Os números indicam que as universidades americanas estão tentando manter o padrão da distribuição populacional, mas há muitas que ainda não atingiram a meta. Por exemplo, Berkeley tem só 3,8%; Michigan, 3,4%; Carnegie Mellon não chega a 5%; Universidade do Sul da Califórnia, 8,5%; Georgetown, 9%; Universidade de Washington em Seattle, 8,8%. “Muitas dessas universidades, que sabem que estão abaixo do nível de inclusão, são as que tiveram crescimento maior de 2010 para 2020”, diz Lopes. “Por estarem atrás, estão correndo mais que as outras, fazendo várias ações afirmativas para aumentar esses números.

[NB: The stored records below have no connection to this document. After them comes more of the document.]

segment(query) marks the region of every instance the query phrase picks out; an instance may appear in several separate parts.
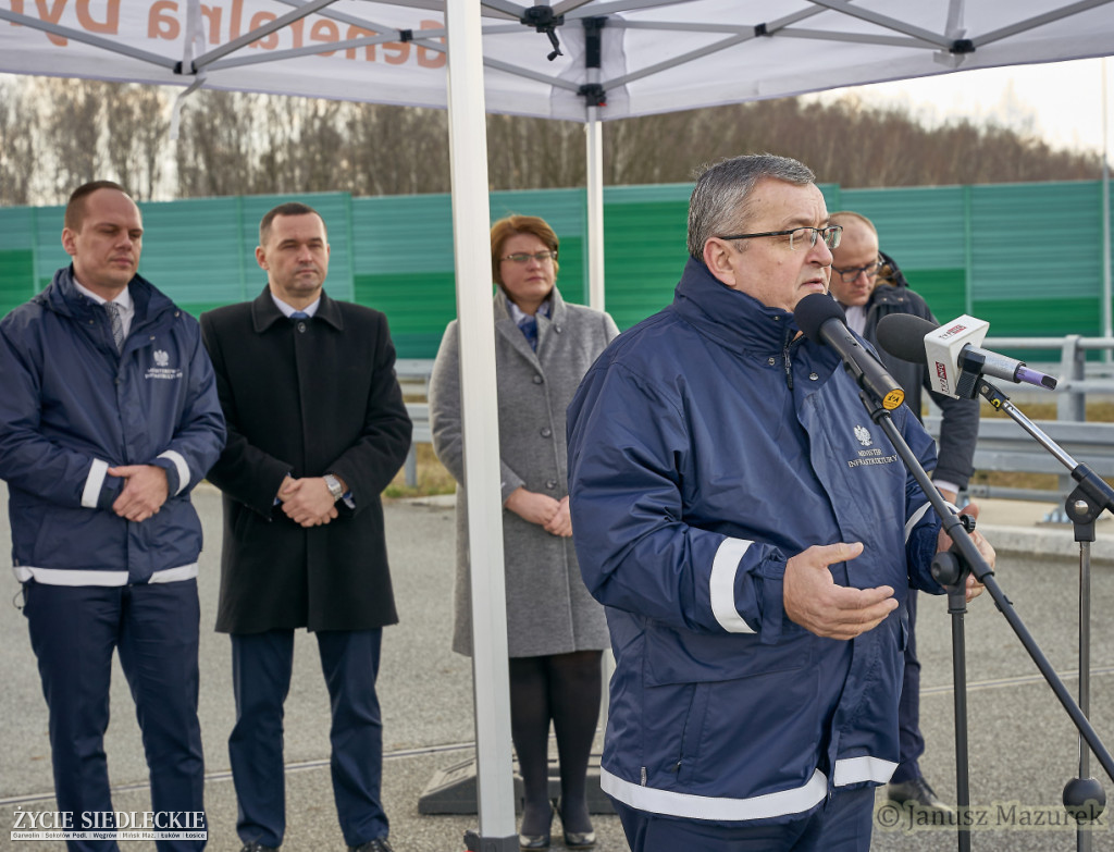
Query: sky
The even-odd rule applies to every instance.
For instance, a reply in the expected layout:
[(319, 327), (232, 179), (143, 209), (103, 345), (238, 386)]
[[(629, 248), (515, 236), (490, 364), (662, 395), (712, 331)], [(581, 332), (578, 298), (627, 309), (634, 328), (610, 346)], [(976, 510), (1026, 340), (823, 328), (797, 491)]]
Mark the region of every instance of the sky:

Ainda não estão confortáveis como Princeton, que tem 15,4% e cuja inclusão continua crescendo.”
Diferentemente do Brasil, onde as vagas reservadas são consolidadas em editais, por se tratar de seleções públicas na maioria, o sistema de ensino superior dos Estados Unidos é privado. Então, a decisão passa pela boa vontade das diretorias durante o processo de escolha de estudantes, pós-doutorandos e professores. “Existe uma pressão para você dar um carinho extra para as minorias”, afirma Lopes. “Faz-se a análise de mérito, mas sempre atenta a essa necessidade latente em relação a mulheres, negros e indígenas. Aqui nos Estados Unidos, essa preocupação é ainda maior do que no Brasil. Há muitas comunidades indígenas, principalmente no Arizona, que é um dos estados com mais reservas indígenas.”
A pioneira na reserva de vagas para pessoas negras no Brasil foi a Universidade do Estado do Rio de Janeiro (UERJ), adotada no vestibular de 2003, seguida por outras instituições estaduais e federais. Em 2012, de 110 universidades públicas brasileiras, apenas oito tinham mais de 50% de ingressantes pretos e pardos. Em 2020, já eram 58, aponta Lopes. Foi um avanço significativo na direção da distribuição populacional.
Nos dois países, o lado bom da notícia não vai muito mais além. As disparidades crescem à medida que se sobe na escala das universidades — de aluno de graduação para mestrando, doutorando, pós-doutorando, professor júnior, professor associado e professor sênior. “A presença de negros vai ficando cada vez mais rarefeita nessas escalas, porque a retenção é muito difícil”, diz Lopes. “Por mais que se tenha 13% de estudantes negros, muitos deles procuram outros empregos, às vezes fora da sua área de formação, para ganhar salários mais competitivos. Algo parecido com o que acontece no Brasil.”
Para o professor, há várias razões para os estudantes negros não chegarem ao ensino superior nos dois países. Uma delas é a taxa de evasão até o ensino médio. “Mesmo que se crie um sistema de cotas, precisa haver pessoas para preenchê-las”, diz. Em 2020, de 10 milhões de brasileiros entre 14 e 29 anos que deixaram a escola sem terminar o ensino médio, 71% eram pretos e pardos. Ou seja, no mínimo 7 milhões de jovens que deixaram de fazer parte daquele grupo que tentaria entrar nas cotas das universidades públicas. “Já existe um corte enorme naquela competição pelas vagas”, afirma Lopes.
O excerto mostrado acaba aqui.